Clinical case report with comments by colleagues from Sweden, Poland, Spain, Brazil, Japan, Belgium and Switzerland.

Objectives:

 

To discuss the role of disodium etidronate therapy for prevention of calcium phosphate vesical calculi in persons with spinal cord injury, who have hypercalciuria and biochemical evidence of increased bone resorption.

Setting:

 

Regional Spinal Injuries Centre, Southport, UK.

Methods:

 

A 21-year-old male sustained paraplegia (T-10; ASIA scale: A) in a road traffic accident in June 2001. He had an indwelling urethral catheter until the end of August 2001, when he started self-catheterisation. He developed bladder stones and electrohydraulic lithotripsy (EHL) was performed in May 2002. All stone fragments were removed.
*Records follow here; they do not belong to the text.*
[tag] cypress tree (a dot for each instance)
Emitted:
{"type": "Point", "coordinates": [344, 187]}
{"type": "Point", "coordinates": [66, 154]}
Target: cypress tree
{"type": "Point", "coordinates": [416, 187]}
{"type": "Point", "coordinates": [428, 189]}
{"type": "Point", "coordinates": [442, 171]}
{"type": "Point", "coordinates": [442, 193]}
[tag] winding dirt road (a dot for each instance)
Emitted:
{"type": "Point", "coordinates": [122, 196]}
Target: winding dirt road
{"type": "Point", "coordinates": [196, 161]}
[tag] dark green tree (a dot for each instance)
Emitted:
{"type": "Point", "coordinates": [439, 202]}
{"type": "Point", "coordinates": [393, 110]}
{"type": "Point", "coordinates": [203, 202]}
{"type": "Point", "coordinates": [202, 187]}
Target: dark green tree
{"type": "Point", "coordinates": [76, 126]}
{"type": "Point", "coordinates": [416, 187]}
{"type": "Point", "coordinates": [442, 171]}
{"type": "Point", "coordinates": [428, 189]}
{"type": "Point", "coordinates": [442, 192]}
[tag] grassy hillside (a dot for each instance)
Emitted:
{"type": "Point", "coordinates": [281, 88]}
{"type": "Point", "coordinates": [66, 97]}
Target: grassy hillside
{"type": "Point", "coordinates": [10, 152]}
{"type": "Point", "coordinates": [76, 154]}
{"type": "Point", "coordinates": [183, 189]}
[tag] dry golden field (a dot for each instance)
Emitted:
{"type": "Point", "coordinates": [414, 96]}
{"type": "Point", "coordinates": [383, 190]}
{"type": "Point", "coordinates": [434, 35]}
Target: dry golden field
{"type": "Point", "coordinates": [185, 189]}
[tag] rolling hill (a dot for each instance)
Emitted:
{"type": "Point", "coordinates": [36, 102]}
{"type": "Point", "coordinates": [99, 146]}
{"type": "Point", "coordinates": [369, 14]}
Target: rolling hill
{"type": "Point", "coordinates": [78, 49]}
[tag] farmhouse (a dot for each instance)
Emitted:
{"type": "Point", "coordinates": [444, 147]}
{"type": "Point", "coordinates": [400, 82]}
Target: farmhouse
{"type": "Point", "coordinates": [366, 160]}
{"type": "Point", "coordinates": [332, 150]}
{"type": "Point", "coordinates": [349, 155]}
Recurrence of vesical calculi was noted in October 2002. These stones were fragmented by lithoclast lithotripsy in two sessions, in December 2002 and February 2003; all stone fragments were removed at the end of the second session. This patient reverted to indwelling catheter drainage when vesical calculi recurred. In September 2003, X-ray of the abdomen showed recurrence of vesical calculi. By February 2004, the stones had increased in size and number. EHL of vesical calculi was again performed in April 2004. Complete clearance was achieved.

Results:

 

A 24-h urinalysis detected hypercalciuria – 18.7 mmol/day (reference range: 2.5–7.5). Biochemical analysis of vesical calculus revealed calcium phosphate (85%) and magnesium ammonium phosphate (15%). Plasma C-terminal telopeptide (CTX) was increased – 1.06 ng/ml (reference range: 0.1–0.5 ng/ml). Free deoxypyridinoline/creatinine ratio (fDPD/Cr) in urine was also increased – 20.2 (reference range: 2.3–5.4). In April 2004, this patient was prescribed disodium etidronate 400 mg day. Nearly 3 months after commencing therapy with etidronate, plasma CTX decreased to 0.87 ng/ml. fDPD/Cr in urine also decreased to 12.4. After 4 months of etidronate therapy, 24-h urinary calcium excretion had decreased to 6.1 mmol/day.

Conclusion:

 

Etidronate (400 mg daily) is a very effective inhibitor of calcium phosphate crystallisation. Etidronate decreased urinary excretion of calcium, an important factor in prevention of calcium phosphate bladder stones. Etidronate therapy is not a substitute for other well-established methods for prevention of vesical calculi in spinal cord injury patients, for example, large fluid intake, avoiding long-term catheter drainage. Intermittent therapy with etidronate may be considered in selected patients, in whom hypercalciuria persists after instituting nonpharmacological therapy for an adequate period, for example, early mobilisation, weight-bearing exercises, and functional electrical stimulation. However, possible side effects of etidronate, and the fact that etidronate is not licensed in United Kingdom for prevention of urolithiasis, should be borne in mind.